Давно «сидит» на Шипке Панас Половинка, сам диву дается, что еще дышит, переставляет ноги, может держать в руках ружье. Рядом с ним умирали куда более сильные, чем он. А он жив. Появись в родной хате — мать наверняка не признала бы: глаза слезящиеся, с красными белками, вечно полузакрытые — от дыма костров, от блеска снега, от бессонницы. Забыл, когда мог прикорнуть час-другой. Лицо черное и блестящее: такими рисуют чертей на картинах страшного суда. Волосы стали пепельными, их словно присыпали золой. На ногах рваные опан-цы, ноги для сохранения тепла завернуты в дубовые листья. Сапоги он давно истаскал по этим острым камням, а если бы и не износил, все равно пришлось бы бросить: ноги опухли и стали толще чуть ли не в два раза. Шинель это уже не шинель, а повисшие вдоль туловища рваные тряпки, схваченные на живую нитку. К тому же местами прожженные. Пана-су всегда хочется, когда он видит костер, не придвинуться, а влезть в огонь и немного, совсем немного прогреть окоченевшие внутренности — они ему представляются такими же холодными и потрескавшимися, как пальцы на руках. Нижнего белья у Панаса нет, а шаровары и фуфайка истлели, и их продувает, как марлевый бинт. Вчера Панас сбросил суконные шаровары и заменил их полотняными — тепло то же, зато нет дыр. Рукавицы пригодны для осени, но не для зимы, и носит их Половинка лишь для того, чтобы не примерзали пальцы к металлическим частям винтовки. Из теплых вещей у него Только и есть, что башлык да Иванов шарфик, их пуще всего и бережет Панас.

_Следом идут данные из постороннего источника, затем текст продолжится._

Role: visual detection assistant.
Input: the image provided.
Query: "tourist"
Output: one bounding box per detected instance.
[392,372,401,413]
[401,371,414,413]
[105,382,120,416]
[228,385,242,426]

А сегодня злой дух на Шипке и вовсе разошелся: шквалистый ветер воет так, будто рядом остановились тысячи голодных, разъяренных волков. Снег несется с бешеной скоростью и залепляет усталые и больные глаза. Его намело много — на месте траншей он взметнулся саженными сугробами, похоронив под собой людей. Поручик Костров еще пробует шутить, но это смех сквозь слезы, и смеяться никому не хочется. Видно уж такая обязанность у командира: надо плакать, а ты шути и поднимай дух у других.
— Вже настав час и нам умирати, ваше благородие, — говорит Панас, прижимаясь к ротному.
— Не торопись, Половинка, еще есть время, — с трудом выговаривает Костров, и зубы у него дробно стучат.
Их в этой траншее трое — все, что осталось от роты. Месяц назад было за сотню, полмесяца назад — около девяноста, неделю назад — семьдесят пять, шесть дней назад — шестьдесят три, пять дней назад — пятьдесят, три дня назад — тридцать пять, два дня назад — двадцать, сегодня утром — четырнадцать. Когда закрутил, забушевал снежный вихрь, норовя согнать людей с ужасной Шипки, они еще бродили, искали в снегу товарищей, из своей и чужих рот; находили их по штыкам — Они как острые и тонкие палки поднимались над сугробами. Откопают людей, разбудят, если застанут в живых, идут дальше, стараясь забыть и про лютый холод, и про свою печальную долю. Но снег мел и мел, солдат становилось все меньше: они умирали на глазах Панаса, его командира и еще одного рядового, эстляцдского кузнеца с трудной фамилией Утвейльд, которую едва мог запомнить Половинка. Они лежат, тесно прижавшись друг к другу. Шинели что жестяные трубы — тверды и бренчат при каждом движении. Если доведется вставать — без посторонней помощи не поднимешься.
— Ваше благородие, коли я ворохнусь, так чую, як у мене промерзли тельбухи — там деренчать, — медленно говорит Панас, стараясь перекричать стон снежной бури.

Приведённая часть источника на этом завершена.